Yo llevo oyendo la cantinela del «qué raro eres» toda la vida, hasta el punto de que debe de ser la frase que más me dicen después del «buenos días». Los miembros de mi propia familia son los primeros en recordármelo periódicamente. Séame permitido decir aquí que soy el primero que desea no ser como soy, pero en ocasiones uno tiene que conformarse con lo que la naturaleza le da. Como dice Wheaton, no podemos evitar que nos guste aquello que nos gusta. El problema surge cuando nuestras costumbres o nuestros gustos no son «normales». Sin embargo, como decía el personaje de Arturo en Camera Café, «normal es el que sigue la norma», y esa norma establecida es mucho más contingente de lo que parece en principio, ya que está subordinado al contexto. «Lo normal» depende, por ejemplo, de la edad que uno tenga. Un veinteañero me comentaba hace unas semanas que le costaba conectar con sus compañeros de trabajo, cuya media de edad superaba los treinta y cinco. Yo también viví esa situación hace años. En efecto, tal como me decía, la diferencia de edad hace que la comunicación sea más complicada. Además, el hecho de no compartir vivencias diarias similares al estar en distintas fases de la vida hace que incluso la charla intrascendente sea difícil y se reduzca normalmente al común denominador (el clima o el trabajo).

La norma también depende, y mucho, de la localización geográfica. Pensemos en el hecho de llevar un arma encima, algo considerado normal en Estados Unidos y excepcional en Europa occidental. Diferentes culturas tienen diferentes costumbres, y la mera circunstancia de haber nacido en uno u otro sitio puede acentuar nuestro sentimiento de diferencia, aun cuando seríamos perfectamente normales en otro país. No obstante, no siempre media un océano entre ambos extremos. A veces lo que para nosotros es normal está en la mesa de al lado. En la misma cantina, los comensales de una mesa hablan únicamente de fútbol mientras en la de al lado se habla de política, y en la de más allá de cotilleos de oficina. Los de la puerta solo hablan de trabajo y los del fondo, de la cría de reptiles. Cuando el dueño de los terrarios se pasa a la mesa de los futboleros empiezan las burlas y las miradas a la pantalla del móvil.

Es probable que hayan oído más de una vez, cuando alguien les describía a otra persona, la frase «es un poco raro». Suele pronunciarse en plan de advertencia, para que nos andemos con cuidado.  La mayor parte de nosotros no tenemos ni tiempo ni ganas de comprender las rarezas de los demás, sencillamente esperamos que se adapten y nos fastidia cuando no lo hacen.

Con la diferencia ocurre como con los medicamentos: el veneno está en la dosis. Un poco de rareza es esperable y necesaria, pero cuando es muy grande nos aísla de los demás. En este caso veo tres opciones. Podemos optar por conformarnos, adaptarnos y acomodarnos. Ello implica que tendremos que renunciar, al menos en ciertas situaciones, a parte de lo que somos, escondiendo nuestra verdadera personalidad en pos de la conformidad.
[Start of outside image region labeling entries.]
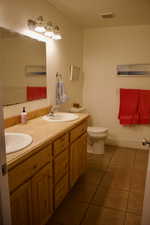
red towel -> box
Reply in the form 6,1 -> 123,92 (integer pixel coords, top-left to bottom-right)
139,90 -> 150,124
27,86 -> 47,101
118,89 -> 140,125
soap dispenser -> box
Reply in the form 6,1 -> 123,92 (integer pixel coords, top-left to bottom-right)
21,107 -> 27,124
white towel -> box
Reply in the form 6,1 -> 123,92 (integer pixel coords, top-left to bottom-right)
56,79 -> 67,105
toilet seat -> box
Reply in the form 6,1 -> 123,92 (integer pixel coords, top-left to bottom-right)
87,127 -> 108,137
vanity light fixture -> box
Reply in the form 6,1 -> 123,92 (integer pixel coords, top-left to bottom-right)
28,16 -> 62,40
45,22 -> 55,38
52,26 -> 62,40
35,16 -> 46,33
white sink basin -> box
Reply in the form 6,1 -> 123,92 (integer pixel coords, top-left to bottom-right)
42,112 -> 79,122
5,133 -> 32,154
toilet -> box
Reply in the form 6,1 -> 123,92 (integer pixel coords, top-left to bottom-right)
87,127 -> 108,154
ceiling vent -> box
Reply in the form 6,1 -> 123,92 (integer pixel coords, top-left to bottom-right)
99,12 -> 114,19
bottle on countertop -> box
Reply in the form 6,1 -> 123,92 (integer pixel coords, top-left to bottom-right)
21,107 -> 28,124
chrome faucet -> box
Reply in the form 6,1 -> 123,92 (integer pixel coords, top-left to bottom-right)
48,105 -> 58,116
142,138 -> 150,147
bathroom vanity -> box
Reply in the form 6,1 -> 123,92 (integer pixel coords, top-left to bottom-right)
6,113 -> 88,225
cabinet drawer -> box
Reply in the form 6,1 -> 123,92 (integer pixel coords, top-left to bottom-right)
55,175 -> 68,209
70,121 -> 87,142
54,134 -> 69,156
8,145 -> 52,191
54,150 -> 68,184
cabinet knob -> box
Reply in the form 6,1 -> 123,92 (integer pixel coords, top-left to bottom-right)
33,165 -> 37,169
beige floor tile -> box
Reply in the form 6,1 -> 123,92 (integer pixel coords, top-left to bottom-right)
50,198 -> 88,225
88,156 -> 110,170
110,149 -> 135,168
131,169 -> 146,192
82,206 -> 125,225
92,187 -> 128,211
101,168 -> 131,191
127,192 -> 144,215
134,150 -> 148,173
68,183 -> 96,203
78,168 -> 104,186
125,213 -> 141,225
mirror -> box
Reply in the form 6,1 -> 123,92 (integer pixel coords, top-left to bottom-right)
0,27 -> 47,106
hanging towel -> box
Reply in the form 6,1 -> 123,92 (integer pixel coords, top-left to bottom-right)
27,86 -> 47,101
139,90 -> 150,124
118,89 -> 140,125
56,75 -> 67,105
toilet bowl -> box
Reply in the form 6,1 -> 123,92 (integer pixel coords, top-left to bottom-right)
87,127 -> 108,154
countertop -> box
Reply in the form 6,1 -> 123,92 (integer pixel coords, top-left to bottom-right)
5,113 -> 89,170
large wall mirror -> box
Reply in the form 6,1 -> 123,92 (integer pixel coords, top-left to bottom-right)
0,27 -> 47,106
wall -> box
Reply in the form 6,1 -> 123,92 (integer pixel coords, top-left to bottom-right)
0,0 -> 82,118
83,26 -> 150,148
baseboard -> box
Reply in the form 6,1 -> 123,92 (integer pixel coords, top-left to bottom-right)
106,138 -> 150,150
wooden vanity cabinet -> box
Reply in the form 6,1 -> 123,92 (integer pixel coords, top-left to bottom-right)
8,145 -> 53,225
53,133 -> 69,209
31,164 -> 53,225
8,120 -> 87,225
70,123 -> 87,187
10,182 -> 32,225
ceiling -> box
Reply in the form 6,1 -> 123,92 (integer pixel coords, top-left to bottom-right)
47,0 -> 150,28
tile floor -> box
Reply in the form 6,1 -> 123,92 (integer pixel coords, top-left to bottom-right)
47,146 -> 148,225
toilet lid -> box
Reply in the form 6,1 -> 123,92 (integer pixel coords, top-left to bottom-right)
87,127 -> 108,133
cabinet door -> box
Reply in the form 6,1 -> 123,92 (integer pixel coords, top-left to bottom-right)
70,134 -> 87,187
11,182 -> 31,225
79,134 -> 87,175
70,138 -> 80,187
32,164 -> 53,225
54,174 -> 68,209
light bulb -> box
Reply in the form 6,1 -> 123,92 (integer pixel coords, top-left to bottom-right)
52,34 -> 62,40
34,25 -> 46,33
44,31 -> 54,37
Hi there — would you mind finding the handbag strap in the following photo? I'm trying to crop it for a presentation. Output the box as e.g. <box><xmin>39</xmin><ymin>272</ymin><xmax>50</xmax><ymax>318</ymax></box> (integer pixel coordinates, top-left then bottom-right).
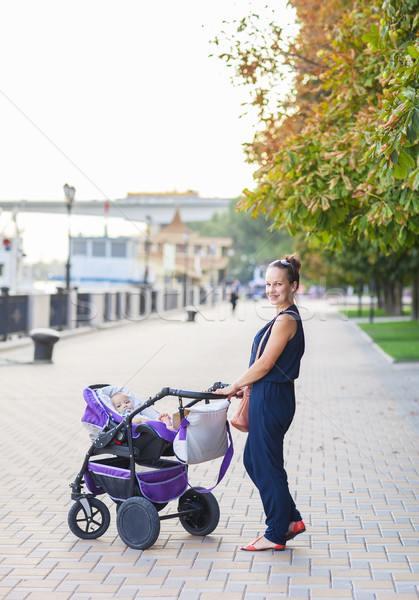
<box><xmin>254</xmin><ymin>308</ymin><xmax>301</xmax><ymax>362</ymax></box>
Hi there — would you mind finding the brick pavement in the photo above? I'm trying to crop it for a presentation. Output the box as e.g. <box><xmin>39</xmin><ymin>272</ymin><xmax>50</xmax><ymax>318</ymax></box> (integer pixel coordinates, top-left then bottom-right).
<box><xmin>0</xmin><ymin>301</ymin><xmax>419</xmax><ymax>600</ymax></box>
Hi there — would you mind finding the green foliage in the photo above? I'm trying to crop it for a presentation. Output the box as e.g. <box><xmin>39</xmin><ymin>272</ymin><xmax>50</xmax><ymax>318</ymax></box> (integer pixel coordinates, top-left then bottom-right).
<box><xmin>217</xmin><ymin>0</ymin><xmax>419</xmax><ymax>254</ymax></box>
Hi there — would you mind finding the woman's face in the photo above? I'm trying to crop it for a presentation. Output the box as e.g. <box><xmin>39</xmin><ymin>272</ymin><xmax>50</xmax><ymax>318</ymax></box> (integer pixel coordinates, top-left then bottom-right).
<box><xmin>265</xmin><ymin>267</ymin><xmax>297</xmax><ymax>309</ymax></box>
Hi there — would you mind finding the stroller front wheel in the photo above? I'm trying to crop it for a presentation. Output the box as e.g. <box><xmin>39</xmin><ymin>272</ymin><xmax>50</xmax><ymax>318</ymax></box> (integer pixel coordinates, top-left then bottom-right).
<box><xmin>116</xmin><ymin>496</ymin><xmax>160</xmax><ymax>550</ymax></box>
<box><xmin>178</xmin><ymin>487</ymin><xmax>220</xmax><ymax>535</ymax></box>
<box><xmin>68</xmin><ymin>498</ymin><xmax>111</xmax><ymax>540</ymax></box>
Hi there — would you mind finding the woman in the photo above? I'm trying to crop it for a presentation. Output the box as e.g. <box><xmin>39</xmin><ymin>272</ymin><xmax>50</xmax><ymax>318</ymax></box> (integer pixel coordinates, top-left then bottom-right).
<box><xmin>218</xmin><ymin>256</ymin><xmax>305</xmax><ymax>552</ymax></box>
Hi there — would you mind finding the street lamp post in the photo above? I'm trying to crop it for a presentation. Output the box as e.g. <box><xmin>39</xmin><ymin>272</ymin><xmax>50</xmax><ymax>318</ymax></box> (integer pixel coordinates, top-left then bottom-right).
<box><xmin>64</xmin><ymin>183</ymin><xmax>76</xmax><ymax>292</ymax></box>
<box><xmin>144</xmin><ymin>215</ymin><xmax>151</xmax><ymax>285</ymax></box>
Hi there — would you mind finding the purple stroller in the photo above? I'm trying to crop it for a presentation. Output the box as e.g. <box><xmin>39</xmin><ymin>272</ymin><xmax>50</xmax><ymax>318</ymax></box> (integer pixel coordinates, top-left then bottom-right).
<box><xmin>68</xmin><ymin>383</ymin><xmax>233</xmax><ymax>549</ymax></box>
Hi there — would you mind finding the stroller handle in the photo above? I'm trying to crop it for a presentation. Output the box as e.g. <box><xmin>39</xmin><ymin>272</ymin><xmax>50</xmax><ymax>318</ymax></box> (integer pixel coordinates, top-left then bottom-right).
<box><xmin>138</xmin><ymin>381</ymin><xmax>228</xmax><ymax>415</ymax></box>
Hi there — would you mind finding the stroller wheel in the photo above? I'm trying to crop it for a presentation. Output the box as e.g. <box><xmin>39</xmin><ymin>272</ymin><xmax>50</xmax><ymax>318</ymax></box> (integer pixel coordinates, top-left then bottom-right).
<box><xmin>116</xmin><ymin>496</ymin><xmax>160</xmax><ymax>550</ymax></box>
<box><xmin>68</xmin><ymin>498</ymin><xmax>111</xmax><ymax>540</ymax></box>
<box><xmin>178</xmin><ymin>487</ymin><xmax>220</xmax><ymax>535</ymax></box>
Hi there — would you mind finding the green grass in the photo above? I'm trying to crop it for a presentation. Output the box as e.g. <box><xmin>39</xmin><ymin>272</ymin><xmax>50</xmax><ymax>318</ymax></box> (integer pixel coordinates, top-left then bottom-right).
<box><xmin>359</xmin><ymin>321</ymin><xmax>419</xmax><ymax>360</ymax></box>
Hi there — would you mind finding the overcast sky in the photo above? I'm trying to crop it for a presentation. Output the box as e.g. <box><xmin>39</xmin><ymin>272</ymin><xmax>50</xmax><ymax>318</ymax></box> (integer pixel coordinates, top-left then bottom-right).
<box><xmin>0</xmin><ymin>0</ymin><xmax>293</xmax><ymax>262</ymax></box>
<box><xmin>0</xmin><ymin>0</ymin><xmax>296</xmax><ymax>200</ymax></box>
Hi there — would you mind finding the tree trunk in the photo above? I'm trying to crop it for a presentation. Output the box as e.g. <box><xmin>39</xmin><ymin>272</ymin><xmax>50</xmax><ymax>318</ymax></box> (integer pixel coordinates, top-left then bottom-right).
<box><xmin>375</xmin><ymin>279</ymin><xmax>384</xmax><ymax>309</ymax></box>
<box><xmin>412</xmin><ymin>277</ymin><xmax>419</xmax><ymax>321</ymax></box>
<box><xmin>383</xmin><ymin>281</ymin><xmax>394</xmax><ymax>315</ymax></box>
<box><xmin>393</xmin><ymin>281</ymin><xmax>403</xmax><ymax>317</ymax></box>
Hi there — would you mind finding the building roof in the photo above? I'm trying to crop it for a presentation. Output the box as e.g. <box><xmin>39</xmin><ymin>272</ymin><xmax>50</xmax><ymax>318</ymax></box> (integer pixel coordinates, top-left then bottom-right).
<box><xmin>159</xmin><ymin>206</ymin><xmax>193</xmax><ymax>235</ymax></box>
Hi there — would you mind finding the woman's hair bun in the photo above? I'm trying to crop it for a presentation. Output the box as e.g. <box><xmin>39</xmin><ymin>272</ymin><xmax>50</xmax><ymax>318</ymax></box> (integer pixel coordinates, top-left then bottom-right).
<box><xmin>284</xmin><ymin>254</ymin><xmax>301</xmax><ymax>271</ymax></box>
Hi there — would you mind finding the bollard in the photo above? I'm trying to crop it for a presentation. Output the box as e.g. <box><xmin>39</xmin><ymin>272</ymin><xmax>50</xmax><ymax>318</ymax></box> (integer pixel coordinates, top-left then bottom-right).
<box><xmin>186</xmin><ymin>306</ymin><xmax>198</xmax><ymax>322</ymax></box>
<box><xmin>29</xmin><ymin>329</ymin><xmax>60</xmax><ymax>363</ymax></box>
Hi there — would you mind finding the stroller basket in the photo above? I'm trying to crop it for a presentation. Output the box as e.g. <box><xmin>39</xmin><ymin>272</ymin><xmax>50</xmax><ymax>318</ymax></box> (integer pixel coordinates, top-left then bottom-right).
<box><xmin>84</xmin><ymin>461</ymin><xmax>188</xmax><ymax>504</ymax></box>
<box><xmin>68</xmin><ymin>383</ymin><xmax>233</xmax><ymax>550</ymax></box>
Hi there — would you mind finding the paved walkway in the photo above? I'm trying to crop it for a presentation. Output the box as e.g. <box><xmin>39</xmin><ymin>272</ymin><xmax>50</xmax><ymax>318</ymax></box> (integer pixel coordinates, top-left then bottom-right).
<box><xmin>0</xmin><ymin>301</ymin><xmax>419</xmax><ymax>600</ymax></box>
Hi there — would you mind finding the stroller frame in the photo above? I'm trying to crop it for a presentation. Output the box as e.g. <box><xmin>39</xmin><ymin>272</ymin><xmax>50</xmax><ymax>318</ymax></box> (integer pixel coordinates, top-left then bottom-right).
<box><xmin>68</xmin><ymin>382</ymin><xmax>227</xmax><ymax>549</ymax></box>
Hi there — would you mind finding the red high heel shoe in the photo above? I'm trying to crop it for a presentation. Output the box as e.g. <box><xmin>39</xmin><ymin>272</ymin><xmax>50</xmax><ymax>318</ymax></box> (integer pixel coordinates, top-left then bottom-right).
<box><xmin>285</xmin><ymin>521</ymin><xmax>306</xmax><ymax>542</ymax></box>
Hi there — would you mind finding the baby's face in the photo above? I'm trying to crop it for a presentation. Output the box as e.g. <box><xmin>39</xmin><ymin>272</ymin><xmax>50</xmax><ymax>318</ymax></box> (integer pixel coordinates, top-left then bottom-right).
<box><xmin>111</xmin><ymin>392</ymin><xmax>134</xmax><ymax>412</ymax></box>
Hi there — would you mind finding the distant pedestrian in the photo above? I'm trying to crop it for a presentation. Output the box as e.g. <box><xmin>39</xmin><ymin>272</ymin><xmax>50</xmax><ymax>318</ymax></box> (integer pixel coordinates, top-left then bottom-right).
<box><xmin>217</xmin><ymin>256</ymin><xmax>305</xmax><ymax>552</ymax></box>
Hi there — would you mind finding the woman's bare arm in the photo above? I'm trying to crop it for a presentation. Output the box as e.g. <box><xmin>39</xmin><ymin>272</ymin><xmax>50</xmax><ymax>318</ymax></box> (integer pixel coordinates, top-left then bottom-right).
<box><xmin>216</xmin><ymin>314</ymin><xmax>297</xmax><ymax>398</ymax></box>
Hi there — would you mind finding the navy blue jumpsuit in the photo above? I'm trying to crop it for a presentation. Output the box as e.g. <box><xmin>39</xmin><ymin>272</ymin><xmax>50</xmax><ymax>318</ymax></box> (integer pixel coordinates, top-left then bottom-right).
<box><xmin>243</xmin><ymin>304</ymin><xmax>304</xmax><ymax>544</ymax></box>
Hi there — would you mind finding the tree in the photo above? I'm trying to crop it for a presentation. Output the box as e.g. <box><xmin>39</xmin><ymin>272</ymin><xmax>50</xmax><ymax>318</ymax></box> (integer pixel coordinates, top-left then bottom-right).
<box><xmin>188</xmin><ymin>200</ymin><xmax>294</xmax><ymax>283</ymax></box>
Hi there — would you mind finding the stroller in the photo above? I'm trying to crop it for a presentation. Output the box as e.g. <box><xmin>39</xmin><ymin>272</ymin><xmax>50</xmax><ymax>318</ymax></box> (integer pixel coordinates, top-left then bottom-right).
<box><xmin>68</xmin><ymin>382</ymin><xmax>233</xmax><ymax>550</ymax></box>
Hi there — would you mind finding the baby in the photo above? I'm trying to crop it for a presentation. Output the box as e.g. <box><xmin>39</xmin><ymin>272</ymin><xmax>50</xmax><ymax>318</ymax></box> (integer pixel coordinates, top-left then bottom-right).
<box><xmin>111</xmin><ymin>392</ymin><xmax>174</xmax><ymax>429</ymax></box>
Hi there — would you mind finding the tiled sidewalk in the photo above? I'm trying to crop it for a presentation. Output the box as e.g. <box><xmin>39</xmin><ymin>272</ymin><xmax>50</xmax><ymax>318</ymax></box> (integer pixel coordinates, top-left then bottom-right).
<box><xmin>0</xmin><ymin>301</ymin><xmax>419</xmax><ymax>600</ymax></box>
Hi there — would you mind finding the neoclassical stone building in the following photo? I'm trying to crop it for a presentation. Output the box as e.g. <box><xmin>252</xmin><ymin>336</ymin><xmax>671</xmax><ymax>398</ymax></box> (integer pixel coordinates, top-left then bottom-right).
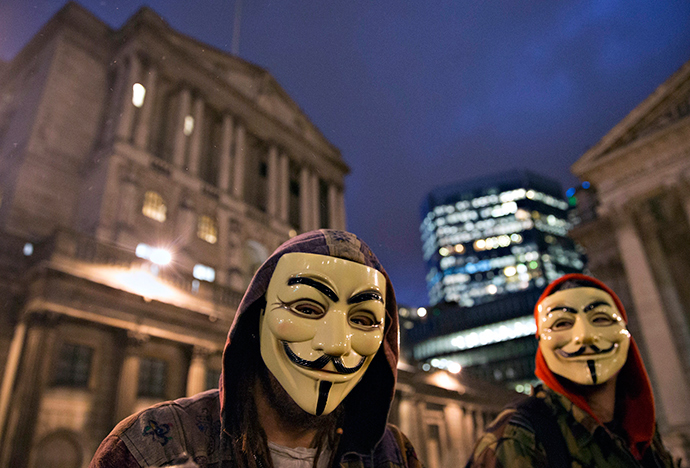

Otra posibilidad es, como decía Barney, amarnos «por ser el pequeño y singular copo de nieve» que somos y reivindicar nuestra forma de ser. Sin embargo, esto no servirá para todas las personas y situaciones, pues la necesidad de ser como el resto es a veces muy intensa (especialmente en la adolescencia) y el sentimiento de diferencia puede acabar perjudicándonos. La última salida, y que quizá sea la más recomendable siempre que sea factible, es buscar y trasladarnos al lugar al que pertenecemos. A veces es tan sencillo como sentarse en otra mesa.